‘L’Antigene Australia’ e la scoperta del virus dell’epatite

Ogni anno nel mondo sono più di un milione i decessi dovuti all’epatite, un’infiammazione a livello del fegato che, se non trattata, può progredire in cirrosi o cancro. L’epatite può essere provocata da un virus, come nel caso delle forme di tipo A, B, C, D (delta) ed E, oppure (nel 10-20% dei casi) essere di tipo autoimmune, tossica o metabolica. I cinque tipi di epatite virale appena citati sono tutt’oggi considerati i più allarmanti, per l’enorme carico di malattia che generano, per l’elevato numero di decessi che causano e per il potenziale rischio di insorgenza e diffusione di epidemie che possono derivarne.

Per questo, il claim della campagna promossa quest’anno per la Giornata Mondiale dell’Epatite è “We’re not waiting”, ovvero “Non aspettiamo”, un appello volto a intensificare gli sforzi per debellare l’epatite virale e a intervenire prontamente sulle persone malate attraverso test e trattamenti. Sarà anche l’occasione per celebrare i singoli individui e le comunità che in tutto il mondo stanno realizzando un cambiamento nelle loro vite e nel loro territorio.

La Giornata mondiale dell’Epatite è stata istituita dall’Organizzazione Mondiale della Sanità nel giorno di nascita del biochimico statunitense Baruch Blumberg, il premio Nobel che ha effettivamente dato inizio a questo cambiamento scoprendo nel 1967 il virus dell’epatite B. La storia della scoperta di Blumberg è alquanto affascinante. Blumberg coltivava la passione per l’antropologia genetica, amava raccogliere e categorizzare i geni umani e collegare le mutazioni genetiche osservate nell’uomo alla diversa suscettibilità alle malattie. In particolare, egli era incuriosito da un antigene del sangue riscontrato di frequente in molti aborigeni, che chiamò “Antigene Australia” credendo che fosse l’impronta digitale di un fattore genetico ereditario caratteristico di questa popolazione.

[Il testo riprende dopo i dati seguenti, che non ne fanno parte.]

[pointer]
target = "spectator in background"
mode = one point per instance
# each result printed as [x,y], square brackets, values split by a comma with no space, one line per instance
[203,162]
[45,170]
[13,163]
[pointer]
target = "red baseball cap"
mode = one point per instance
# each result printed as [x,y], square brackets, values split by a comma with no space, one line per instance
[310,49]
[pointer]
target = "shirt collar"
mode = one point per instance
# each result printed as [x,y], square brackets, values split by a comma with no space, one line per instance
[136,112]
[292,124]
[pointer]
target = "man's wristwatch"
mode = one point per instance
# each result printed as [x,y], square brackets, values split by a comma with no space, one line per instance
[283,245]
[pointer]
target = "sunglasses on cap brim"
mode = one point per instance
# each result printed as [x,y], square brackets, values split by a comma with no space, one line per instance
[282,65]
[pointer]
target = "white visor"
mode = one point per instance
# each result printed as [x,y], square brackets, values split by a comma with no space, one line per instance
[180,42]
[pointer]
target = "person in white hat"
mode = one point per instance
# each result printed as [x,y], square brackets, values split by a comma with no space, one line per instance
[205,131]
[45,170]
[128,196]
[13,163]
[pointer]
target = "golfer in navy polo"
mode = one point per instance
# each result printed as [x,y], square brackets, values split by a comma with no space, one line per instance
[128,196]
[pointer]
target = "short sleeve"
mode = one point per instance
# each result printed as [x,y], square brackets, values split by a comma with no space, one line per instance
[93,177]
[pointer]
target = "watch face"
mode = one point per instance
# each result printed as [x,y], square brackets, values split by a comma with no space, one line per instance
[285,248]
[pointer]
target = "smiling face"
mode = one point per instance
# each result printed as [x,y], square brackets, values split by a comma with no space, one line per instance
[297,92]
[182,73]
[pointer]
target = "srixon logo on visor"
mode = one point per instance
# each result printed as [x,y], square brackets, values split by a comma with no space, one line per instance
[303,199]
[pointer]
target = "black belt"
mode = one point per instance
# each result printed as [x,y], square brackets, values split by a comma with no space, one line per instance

Successivamente, però, Blumberg notò che i soggetti che presentavano l’Antigene Australia sottoposti a trasfusioni di sangue manifestavano spesso epatite cronica. Il biochimico ipotizzò quindi che tale antigene potesse essere stato introdotto nell’organismo di questi individui attraverso le trasfusioni.

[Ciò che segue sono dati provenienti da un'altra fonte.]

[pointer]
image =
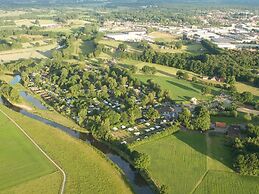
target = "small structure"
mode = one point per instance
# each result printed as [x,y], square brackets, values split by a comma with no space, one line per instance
[234,131]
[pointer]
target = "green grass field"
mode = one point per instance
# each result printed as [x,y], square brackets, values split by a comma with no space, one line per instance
[179,90]
[87,47]
[21,161]
[216,182]
[177,161]
[190,162]
[87,170]
[232,120]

All’inizio la comunità scientifica non diede credito alla teoria sulle epatiti post-trasfusionali di Blumberg, che venne riconosciuta e accolta solo dopo qualche anno, permettendo alla ricerca sui test diagnostici di fare grandi passi avanti e di ridurre drasticamente l’impatto di questa patologia.

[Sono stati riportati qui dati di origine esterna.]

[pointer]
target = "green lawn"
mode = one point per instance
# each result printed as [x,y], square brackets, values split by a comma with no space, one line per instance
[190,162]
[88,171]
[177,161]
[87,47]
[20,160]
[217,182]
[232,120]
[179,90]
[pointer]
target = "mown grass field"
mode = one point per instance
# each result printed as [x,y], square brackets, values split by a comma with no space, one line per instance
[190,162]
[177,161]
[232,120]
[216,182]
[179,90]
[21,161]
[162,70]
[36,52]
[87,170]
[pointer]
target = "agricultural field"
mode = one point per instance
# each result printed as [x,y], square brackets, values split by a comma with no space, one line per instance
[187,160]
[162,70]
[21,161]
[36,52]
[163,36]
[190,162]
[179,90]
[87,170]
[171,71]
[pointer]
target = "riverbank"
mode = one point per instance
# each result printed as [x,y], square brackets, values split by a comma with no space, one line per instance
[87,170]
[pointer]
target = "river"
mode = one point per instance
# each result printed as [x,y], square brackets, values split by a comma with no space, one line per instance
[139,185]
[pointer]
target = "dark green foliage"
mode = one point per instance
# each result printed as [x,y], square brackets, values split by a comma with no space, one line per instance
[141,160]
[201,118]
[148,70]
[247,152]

Nel 1976 Blumberg ricevette il Premio Nobel per la Medicina per i suoi studi sul virus dell’epatite B e sull’Antigene Australia, oggi più comunemente noto come HBsAg, acronimo delle parole inglesi Hepatitis B surface Antigen. Le ricerche di Blumberg hanno aperto la strada alla diagnosi dell’infezione virale da HBV (Hepatitis B Virus) e alla scoperta del primo vaccino efficace contro questo tipo di patologia.

Ancora oggi Blumberg viene riconosciuto come lo scienziato che, grazie alla sua passione, ha contribuito a salvare milioni di vite in tutto il mondo.